RUM History / Production
Rum is made from molasses, a glutinous black liquid by-product in the extraction and refining of sugar from the sap of the sugarcane. Sugarcane is a fast growing grass that will yield two or three crops each year. Propagated simply by planting a short length of cane into the plowed soil. It will grow six to eight feet in height and the ripe cane is usually four inches in diameter when harvested. The cane is harvested usually by burning the fields (primarily to burn off the leaves)and then cutting with sharp knives to remove the product. The cane then goes through a series of refining stages. First it is crushed to extract the sap, which is boiled to evaporate the water content and then centrifuged to separate the sugar crystals. Further extractions will separate golden syrup and black treacle, finally leaving a residue incapable of being refined any further. The final material left is molasses, the raw product of rum.
Molasses is diluted with water and fermented with yeast or with dunder. Dunder is a term used that is defined as residue from a previous distillation, in production of certain bourbons you will note the term “sour mash” which reflects dunder in rum. In most rum products today the cultivated yeasts are utilized over the use of dunder in the fermentation stage. At this point a wash is produced with an alcohol strength of 10% volume. The wash is distilled either in a pot still or continuous column still, the product from the former will be pungent and from the latter much lighter. All rums are clear when they come off of the still. The color of rum comes from the addition of caramel, which does not affect the taste, or from maturation in wood casks. The difference in flavor arises rather from the length of fermentation and the addition (if any) of dunder. Each previous item will produce a highly flavored rum. Distillation was all done originally in the pot still, with two fermentations, the heads and the tails being separated during the second fermentation. The pot still method is the same today, but the product is too pungent for popularity and so the continuous still has also come into use for rum production.

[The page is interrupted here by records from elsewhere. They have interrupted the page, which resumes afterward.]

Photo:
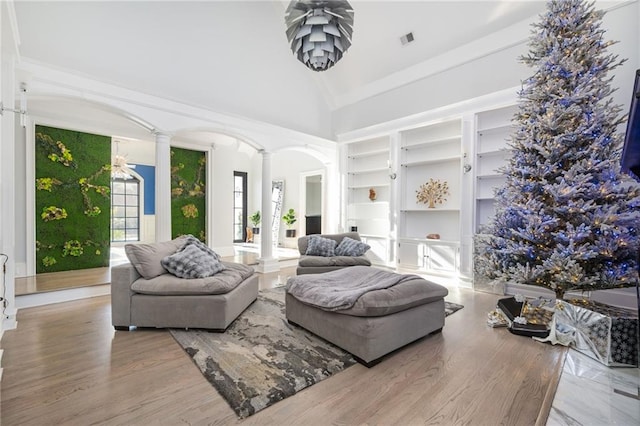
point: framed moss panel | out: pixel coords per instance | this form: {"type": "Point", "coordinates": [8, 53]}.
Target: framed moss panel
{"type": "Point", "coordinates": [73, 175]}
{"type": "Point", "coordinates": [188, 193]}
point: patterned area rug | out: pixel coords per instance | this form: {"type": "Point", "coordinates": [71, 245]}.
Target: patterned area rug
{"type": "Point", "coordinates": [262, 359]}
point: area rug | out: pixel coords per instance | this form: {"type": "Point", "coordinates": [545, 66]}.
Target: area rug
{"type": "Point", "coordinates": [261, 358]}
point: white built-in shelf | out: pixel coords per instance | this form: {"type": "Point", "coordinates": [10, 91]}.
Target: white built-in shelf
{"type": "Point", "coordinates": [365, 171]}
{"type": "Point", "coordinates": [364, 203]}
{"type": "Point", "coordinates": [428, 210]}
{"type": "Point", "coordinates": [429, 241]}
{"type": "Point", "coordinates": [490, 176]}
{"type": "Point", "coordinates": [432, 142]}
{"type": "Point", "coordinates": [382, 237]}
{"type": "Point", "coordinates": [372, 185]}
{"type": "Point", "coordinates": [431, 161]}
{"type": "Point", "coordinates": [494, 153]}
{"type": "Point", "coordinates": [507, 128]}
{"type": "Point", "coordinates": [369, 153]}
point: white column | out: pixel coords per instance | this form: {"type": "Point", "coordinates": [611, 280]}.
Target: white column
{"type": "Point", "coordinates": [163, 187]}
{"type": "Point", "coordinates": [8, 178]}
{"type": "Point", "coordinates": [266, 261]}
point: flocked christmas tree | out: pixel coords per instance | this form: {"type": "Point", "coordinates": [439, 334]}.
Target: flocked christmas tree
{"type": "Point", "coordinates": [566, 218]}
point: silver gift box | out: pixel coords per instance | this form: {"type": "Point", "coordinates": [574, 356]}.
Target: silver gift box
{"type": "Point", "coordinates": [605, 333]}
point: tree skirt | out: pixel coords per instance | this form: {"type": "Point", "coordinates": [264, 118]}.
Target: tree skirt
{"type": "Point", "coordinates": [261, 358]}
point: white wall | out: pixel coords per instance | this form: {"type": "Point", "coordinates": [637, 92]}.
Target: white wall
{"type": "Point", "coordinates": [226, 160]}
{"type": "Point", "coordinates": [314, 198]}
{"type": "Point", "coordinates": [491, 73]}
{"type": "Point", "coordinates": [287, 166]}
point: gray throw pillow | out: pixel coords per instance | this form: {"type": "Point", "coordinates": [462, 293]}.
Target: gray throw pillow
{"type": "Point", "coordinates": [147, 258]}
{"type": "Point", "coordinates": [193, 260]}
{"type": "Point", "coordinates": [350, 247]}
{"type": "Point", "coordinates": [320, 246]}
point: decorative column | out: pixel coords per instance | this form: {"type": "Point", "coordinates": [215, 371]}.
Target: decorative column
{"type": "Point", "coordinates": [163, 187]}
{"type": "Point", "coordinates": [266, 261]}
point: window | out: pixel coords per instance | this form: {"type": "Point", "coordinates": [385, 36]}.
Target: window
{"type": "Point", "coordinates": [239, 207]}
{"type": "Point", "coordinates": [125, 210]}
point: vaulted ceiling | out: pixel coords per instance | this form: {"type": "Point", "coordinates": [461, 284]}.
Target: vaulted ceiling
{"type": "Point", "coordinates": [233, 56]}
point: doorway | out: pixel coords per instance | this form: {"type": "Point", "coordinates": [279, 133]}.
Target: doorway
{"type": "Point", "coordinates": [311, 202]}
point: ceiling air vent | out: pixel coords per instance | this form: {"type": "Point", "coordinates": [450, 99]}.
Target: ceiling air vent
{"type": "Point", "coordinates": [406, 39]}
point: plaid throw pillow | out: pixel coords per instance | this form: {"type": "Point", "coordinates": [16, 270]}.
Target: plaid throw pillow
{"type": "Point", "coordinates": [193, 260]}
{"type": "Point", "coordinates": [350, 247]}
{"type": "Point", "coordinates": [320, 246]}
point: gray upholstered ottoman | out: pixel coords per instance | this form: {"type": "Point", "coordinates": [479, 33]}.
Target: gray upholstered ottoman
{"type": "Point", "coordinates": [379, 322]}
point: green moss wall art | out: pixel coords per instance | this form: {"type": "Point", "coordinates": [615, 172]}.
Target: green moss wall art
{"type": "Point", "coordinates": [188, 193]}
{"type": "Point", "coordinates": [72, 199]}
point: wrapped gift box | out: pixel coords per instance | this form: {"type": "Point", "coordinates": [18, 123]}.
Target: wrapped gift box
{"type": "Point", "coordinates": [605, 333]}
{"type": "Point", "coordinates": [536, 313]}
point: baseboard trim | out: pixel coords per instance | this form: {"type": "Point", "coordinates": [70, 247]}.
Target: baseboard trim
{"type": "Point", "coordinates": [49, 297]}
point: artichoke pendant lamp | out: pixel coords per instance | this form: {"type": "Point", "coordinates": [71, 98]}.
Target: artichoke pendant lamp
{"type": "Point", "coordinates": [319, 31]}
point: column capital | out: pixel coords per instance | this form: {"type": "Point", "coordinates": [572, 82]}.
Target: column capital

Four Different Rums Made Today
Depending on the production process.
1. Light rums
2. Medium bodied rums
3. Full bodied dark rums
4. Aromatic rums
In the United States today the “light rums” are the largest in volume of rums consumed. There are two major types of light rums, “white” and “amber”. White , also called silver, is the biggest seller. Clear in color, light and delicate with a slight molasses flavor. The “amber”, also called gold, identifies with its color; it is slightly mellower and has a more pronounced rum taste. Under the Puerto Rican law, the white is aged for one year. Amber is aged a minimum of 3 years, and caramel is added to give it a deeper and more uniform color.
Jamaican Rums are traditional and full bodied in style. They are in most cases the most pungent of beverage alcohol products. Jamaican’s have a buttery molasses flavor and aroma. The distillate is rich in flavor congeners, aging, in oak casks, takes place over 7 years. In wood , the rum acquires a golden hue, although the final depth of color is governed by the amount of caramel added. The “Planter’s Punch” is Jamaica’s traditional full bodied rum given a dark mahogany color by the addition of caramel. It is popular for the intense added color it gives to drinks in which it is used, especially its “Planter’s Punch” namesake.
Besides Puerto Rican and Jamaican Rums there also several other rums produced in the Caribbean area. Barbados: rich, medium bodied dark rum, distinctive aroma and taste. Demerara: full bodied, darker but not as pungent as Jamaican rum; distilled in column stills. Haiti: light to medium bodied well flavored rum fermented from cane juices and double distilled in pot stills like cognac. Martinique: full bodied pungent rums made from both cane syrup and molasses. Trinidad: are not full bodied rums, medium light, they more closely approach the light character of Puerto Rican rums than the Jamaican rums. They are distilled from molasses in continuous stills. Virgin Island rums tend to be somewhat heavier in taste and body than counter part the Puerto Rican styles.
In the list above the last style is that of a “Aromatic Rum”. The example of this type is Batavia Arak. This is a rum produced from molasses near Batavia on the island of Java, Indonesia. Its aromatic qualities result from a number of factors: special treatment given the molasses, quality of river water used in fermentation, a wild uncultured yeast and red Javanese rice placed in the fermenting tubs.
Cuba does produce rums and is the prototype for light rums made in Puerto Rico today. Cuban rum has slightly more character, distilled from molasses and treated with charcoal to make them even lighter. There is an embargo on the importation of Cuban rums in the United States.
Many other countries produce rums, although not all are marketed in the United States. In fact the state of Hawaii produces a portfolio of different style rums.
Best way to appreciate rums is to try the different styles and develop a palate just as you do for single malt scotchs and wines.